Ia juga mengklarifikasi soal bantuan dana dari operasional Rp 50 juta yang diberikan Ahok untuk kondangan warga.

Menurut Rustam, tak hanya dirinya yang menerima uang tersebut, melainkan juga seluruh wali kota di Jakarta.

Ia mengatakan, uang Rp 50 juta itu diberikan Ahok satu bulan sekali agar wali kota dapat membeli karangan bunga untuk warga atau menghadiri undangan.

“Itu untuk karangan bunga bila mana ada masyarakat atau kawan-kawan saya yang hajatan atau pernikahan,” ujar Rustam.

Ia sendiri mengaku tidak menggunakan dana Rp 50 juta itu. Rustam juga membagikan dana itu misalnya kepada wakil wali kota, sekretaris kota, dan para asisten.

Namun, Rustam tidak menyebutkan berapa besaran uang yang ia diberikan kepada sejumlah pejabat di lingkungan sekitarnya itu.

“Ya variatif untuk mereka juga bilamana diundang hajatan-hajatan seperti itu,” ujarnya.

Pamitan

Rustam juga menyampaikan, pernyataan mundurnya telah disetujui Ahok. Wakil Rustam di Pemkot Jakarta Utara, yakni Wahyu Haryadi, ditunjuk sebagai penggantinya.

Ketika ditegaskan bagaimana jika Ahok mempertahankannya, Rustam mengatakan ia akan tetap mundur.

Soal tudingan yang belakangan disebut Ahok sebagai bercanda, Rustam menanggapinya dengan tenang.

“Ya enggak apa-apa. Alhamdulilah kalau Pak Gubernur bilang bercanda, enggak apa-apa,” ujarnya.

Rustam mengaku tak mau membuat pusing Ahok dengan situasi terkait dirinya saat ini.

Ia pun mengaku hendak mencari ketenangan.

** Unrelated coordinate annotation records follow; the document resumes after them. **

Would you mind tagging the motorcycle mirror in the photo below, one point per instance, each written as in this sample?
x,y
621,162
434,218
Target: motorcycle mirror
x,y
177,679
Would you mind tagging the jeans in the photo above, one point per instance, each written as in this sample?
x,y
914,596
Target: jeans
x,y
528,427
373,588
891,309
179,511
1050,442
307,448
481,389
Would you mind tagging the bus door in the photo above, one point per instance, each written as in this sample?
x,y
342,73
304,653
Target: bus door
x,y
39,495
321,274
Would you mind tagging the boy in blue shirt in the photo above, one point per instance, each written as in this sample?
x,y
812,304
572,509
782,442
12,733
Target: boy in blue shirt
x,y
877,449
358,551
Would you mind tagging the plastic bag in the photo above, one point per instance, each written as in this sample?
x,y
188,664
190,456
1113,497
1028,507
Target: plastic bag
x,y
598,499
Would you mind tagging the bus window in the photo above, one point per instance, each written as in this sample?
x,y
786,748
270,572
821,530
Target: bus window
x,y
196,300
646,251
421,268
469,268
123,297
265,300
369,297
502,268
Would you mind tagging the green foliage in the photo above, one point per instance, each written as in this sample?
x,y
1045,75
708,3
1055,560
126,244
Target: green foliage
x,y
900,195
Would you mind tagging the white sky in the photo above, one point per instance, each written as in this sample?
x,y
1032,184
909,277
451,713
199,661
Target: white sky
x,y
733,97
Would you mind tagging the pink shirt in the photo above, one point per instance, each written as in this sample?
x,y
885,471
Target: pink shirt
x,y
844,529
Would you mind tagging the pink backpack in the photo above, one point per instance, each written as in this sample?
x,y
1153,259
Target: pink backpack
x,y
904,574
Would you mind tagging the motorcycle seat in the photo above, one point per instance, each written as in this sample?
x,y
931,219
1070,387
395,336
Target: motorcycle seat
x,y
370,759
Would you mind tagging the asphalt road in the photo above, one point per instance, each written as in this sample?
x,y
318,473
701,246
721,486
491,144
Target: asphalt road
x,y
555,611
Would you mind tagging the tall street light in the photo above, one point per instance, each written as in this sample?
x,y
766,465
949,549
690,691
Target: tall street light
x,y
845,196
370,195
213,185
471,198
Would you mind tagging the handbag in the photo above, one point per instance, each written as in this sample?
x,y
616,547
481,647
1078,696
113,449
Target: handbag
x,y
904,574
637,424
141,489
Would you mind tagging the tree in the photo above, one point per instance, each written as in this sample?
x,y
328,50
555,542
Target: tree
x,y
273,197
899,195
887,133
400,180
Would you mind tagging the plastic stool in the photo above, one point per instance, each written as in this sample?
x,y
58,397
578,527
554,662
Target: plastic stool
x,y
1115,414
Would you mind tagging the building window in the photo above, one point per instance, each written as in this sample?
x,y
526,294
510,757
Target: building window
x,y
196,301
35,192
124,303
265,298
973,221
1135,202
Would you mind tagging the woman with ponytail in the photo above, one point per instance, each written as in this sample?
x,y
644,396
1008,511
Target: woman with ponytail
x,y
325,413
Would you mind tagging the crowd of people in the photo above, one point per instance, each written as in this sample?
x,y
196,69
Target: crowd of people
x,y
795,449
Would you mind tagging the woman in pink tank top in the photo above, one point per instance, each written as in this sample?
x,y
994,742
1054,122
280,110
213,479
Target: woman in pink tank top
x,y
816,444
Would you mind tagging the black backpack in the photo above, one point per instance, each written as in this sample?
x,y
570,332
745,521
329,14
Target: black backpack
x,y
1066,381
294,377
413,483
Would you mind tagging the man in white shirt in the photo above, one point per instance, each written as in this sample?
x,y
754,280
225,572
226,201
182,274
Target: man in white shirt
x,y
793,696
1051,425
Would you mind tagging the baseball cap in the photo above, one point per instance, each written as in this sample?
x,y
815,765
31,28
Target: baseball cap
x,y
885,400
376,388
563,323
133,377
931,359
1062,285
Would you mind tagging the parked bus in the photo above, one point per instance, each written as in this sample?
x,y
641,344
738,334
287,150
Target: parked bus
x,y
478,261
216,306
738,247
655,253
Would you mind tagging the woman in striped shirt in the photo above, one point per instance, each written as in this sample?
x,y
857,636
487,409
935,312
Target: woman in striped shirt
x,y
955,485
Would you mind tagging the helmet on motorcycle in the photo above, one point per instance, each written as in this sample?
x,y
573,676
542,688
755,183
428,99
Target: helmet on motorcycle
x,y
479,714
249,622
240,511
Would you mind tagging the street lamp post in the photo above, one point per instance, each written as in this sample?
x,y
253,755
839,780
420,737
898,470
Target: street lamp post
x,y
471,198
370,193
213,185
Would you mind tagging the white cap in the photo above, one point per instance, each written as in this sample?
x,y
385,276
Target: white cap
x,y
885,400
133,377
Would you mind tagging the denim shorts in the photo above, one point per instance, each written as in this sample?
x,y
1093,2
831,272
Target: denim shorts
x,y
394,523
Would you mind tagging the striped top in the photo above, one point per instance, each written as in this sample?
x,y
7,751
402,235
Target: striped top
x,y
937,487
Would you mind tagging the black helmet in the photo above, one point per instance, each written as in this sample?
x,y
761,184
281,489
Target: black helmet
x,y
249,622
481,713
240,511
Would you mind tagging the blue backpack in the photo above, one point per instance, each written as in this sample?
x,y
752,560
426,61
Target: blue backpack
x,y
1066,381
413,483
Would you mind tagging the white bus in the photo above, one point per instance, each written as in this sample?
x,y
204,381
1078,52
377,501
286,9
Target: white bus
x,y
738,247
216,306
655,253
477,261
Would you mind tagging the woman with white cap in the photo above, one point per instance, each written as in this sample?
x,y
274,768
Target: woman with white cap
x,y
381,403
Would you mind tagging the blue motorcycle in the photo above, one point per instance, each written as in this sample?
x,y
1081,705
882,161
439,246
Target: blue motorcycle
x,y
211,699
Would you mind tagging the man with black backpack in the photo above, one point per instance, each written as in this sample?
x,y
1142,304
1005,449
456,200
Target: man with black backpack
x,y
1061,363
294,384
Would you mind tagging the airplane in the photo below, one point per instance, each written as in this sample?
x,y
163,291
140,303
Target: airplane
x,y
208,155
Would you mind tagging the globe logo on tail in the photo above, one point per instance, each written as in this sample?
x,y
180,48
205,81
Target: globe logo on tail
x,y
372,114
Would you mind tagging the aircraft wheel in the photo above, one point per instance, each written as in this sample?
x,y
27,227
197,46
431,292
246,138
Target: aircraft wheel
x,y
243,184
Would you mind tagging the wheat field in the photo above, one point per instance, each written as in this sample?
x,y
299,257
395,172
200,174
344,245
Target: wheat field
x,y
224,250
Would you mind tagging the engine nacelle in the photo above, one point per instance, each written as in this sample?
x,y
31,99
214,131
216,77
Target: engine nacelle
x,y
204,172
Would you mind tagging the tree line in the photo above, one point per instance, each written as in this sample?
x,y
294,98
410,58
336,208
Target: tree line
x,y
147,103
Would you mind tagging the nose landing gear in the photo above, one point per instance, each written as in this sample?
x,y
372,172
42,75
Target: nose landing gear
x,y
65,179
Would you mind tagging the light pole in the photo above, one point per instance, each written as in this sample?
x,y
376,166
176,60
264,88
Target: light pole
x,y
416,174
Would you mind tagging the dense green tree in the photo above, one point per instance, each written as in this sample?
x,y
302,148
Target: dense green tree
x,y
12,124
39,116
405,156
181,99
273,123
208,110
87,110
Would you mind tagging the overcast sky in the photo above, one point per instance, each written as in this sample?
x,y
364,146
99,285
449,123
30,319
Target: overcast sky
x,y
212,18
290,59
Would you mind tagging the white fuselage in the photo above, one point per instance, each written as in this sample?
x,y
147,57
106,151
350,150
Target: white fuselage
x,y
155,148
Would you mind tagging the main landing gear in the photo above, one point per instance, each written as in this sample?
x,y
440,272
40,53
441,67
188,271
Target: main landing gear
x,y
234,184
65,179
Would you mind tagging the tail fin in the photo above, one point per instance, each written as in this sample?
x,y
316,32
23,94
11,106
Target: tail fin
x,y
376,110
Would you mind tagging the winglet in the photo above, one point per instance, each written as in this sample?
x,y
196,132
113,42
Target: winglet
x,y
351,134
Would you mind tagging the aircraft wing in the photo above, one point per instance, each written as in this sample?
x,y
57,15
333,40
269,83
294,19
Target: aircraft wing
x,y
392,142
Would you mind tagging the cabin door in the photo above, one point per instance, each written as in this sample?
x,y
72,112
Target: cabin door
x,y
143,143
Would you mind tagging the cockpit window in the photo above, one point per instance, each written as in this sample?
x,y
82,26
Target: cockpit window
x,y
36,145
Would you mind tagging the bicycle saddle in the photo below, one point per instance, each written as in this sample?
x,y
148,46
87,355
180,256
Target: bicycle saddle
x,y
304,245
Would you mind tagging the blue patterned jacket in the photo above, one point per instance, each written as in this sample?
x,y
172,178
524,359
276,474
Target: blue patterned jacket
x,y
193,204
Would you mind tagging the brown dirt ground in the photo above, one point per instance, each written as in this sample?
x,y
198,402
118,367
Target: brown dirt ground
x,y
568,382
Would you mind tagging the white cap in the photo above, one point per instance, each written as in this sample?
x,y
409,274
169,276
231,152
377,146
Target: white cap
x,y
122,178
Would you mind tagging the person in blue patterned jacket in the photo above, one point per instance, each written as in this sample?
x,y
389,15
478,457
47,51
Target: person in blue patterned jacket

Setelah melepas jabatannya, Rustam meninggalkan sejumlah program di Jakarta Utara yang menanti untuk diselesaikan.

Sejumlah pekerjaan rumah tersebut di antaranya terkait kebersihan wilayah, penanganan banjir, dan penataan kawasan kumuh.

Di akhir kepemimpinannya, Rustam sempat berpamitan dengan para bawahannya. Sejumlah bawahan mengenal Rustam sebagai sosok yang baik dan pembimbing.